As Mike launched into his demolition plan and the associated expenses, I found myself distracted by a warm pressure against my face. The more I focused on it the more I realized I’d felt it before—like the beam of consideration one feels when they know they’re being watched. It wasn’t unreasonable. We were far from the bosom of civilization, but hardly isolated. I looked around expectantly, thinking I’d see a hiker, a bicyclist, or even an animal gazing my way. Instead, I found the house itself. Its blackened windows seemed to watch us, not as eyes peering through glass, but as glass peering as eyes.
“Do you see that?” I said, jerking a finger.
Mike turned toward the indicated direction, and shrugged. “What I see is an easily solved problem. An excavator will make short work of this heap.”
The instant he finished talking there was a soft, almost whispered, rumble of discontent.

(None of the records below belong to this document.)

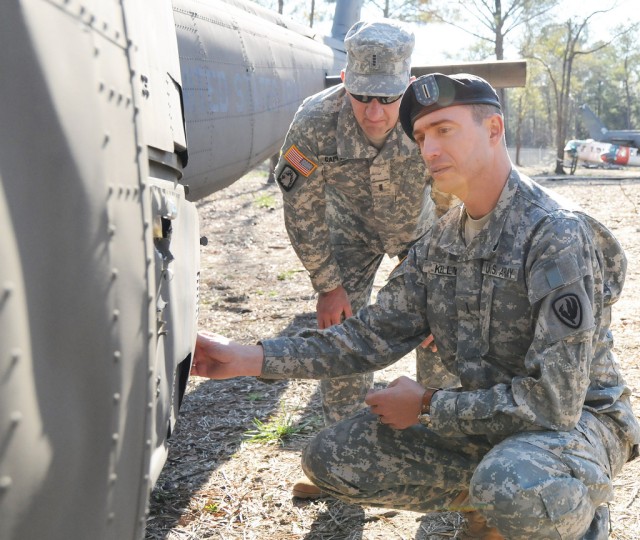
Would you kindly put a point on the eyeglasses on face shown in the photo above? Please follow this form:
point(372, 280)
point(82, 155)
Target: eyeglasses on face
point(383, 100)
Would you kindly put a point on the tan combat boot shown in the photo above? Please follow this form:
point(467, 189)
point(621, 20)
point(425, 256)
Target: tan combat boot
point(476, 527)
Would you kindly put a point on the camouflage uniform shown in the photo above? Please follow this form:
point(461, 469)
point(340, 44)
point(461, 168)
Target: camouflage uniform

A gutter shifted from the eaves, swung out like an arm and crashed against the driveway. Mike and I exchanged wide-eyed shock, and then turned in unison to the house. Th
e blackened windows seemed locked in a defiant stare, its sagging double-door garage frame like a twisted, angry mouth.
We both left without another word.
• • •
On the day of demolition, I showed up a few minutes after Mike and his crew unloaded their equipment. When they saw me, we all saluted coffee cups, and they got to work. I sat on my car’s hood and watched as the excavator lumbered forward with a metallic grind. It drew up to the house’s side. With its flaking yellow boom and black-worn bucket extended out like a grasping arm, it slapped and tore into the house’s façade like a hot knife through butter. Windows shattered, wood cracked and split, bits and pieces fell over.
By evening they finished. Mike said they would return the next day to clean up and get to work on the foundation. They left soon after. As for me, I stayed behind, rooted to my spot, watching the fading sunlight that broke through the treetops in strips. What was I expecting? I couldn’t say. Something strange had happened the first time I was here, so I suppose I was hoping something strange would happen again.
I passed the time by remembering stories I’d heard and read of real haunted houses, and the spirits of the dead that supposedly lived in them. I never believed in life after death—never saw much reason to—but the idea of ghosts was still capable of raising gooseflesh and sending a creeping chill racing down my spine.
Death. I wasn’t long for it myself. And while I had settled on the brute fact that a black, discontinuing abyss would met me once I passed away, I couldn’t pretend I didn’t hope there was something else. Not necessarily heaven or bearded old cloud-fathers. Just something good and pure and clean to account for the whole damn bother of life.
Time passed without event. The silence lingered, unbroken by birds, or squirrels, or wind, or even passersby. Eventually, I decided to leave too. Once I settled in the driver’s seat of my car, and turned to close the door, the whispered discontented rumble returned. I shot a glance at the house’s remains, catching the jerking movement of several boards and a metal pipe in mid-action. It was a subtle shifting, but too obvious not to detect.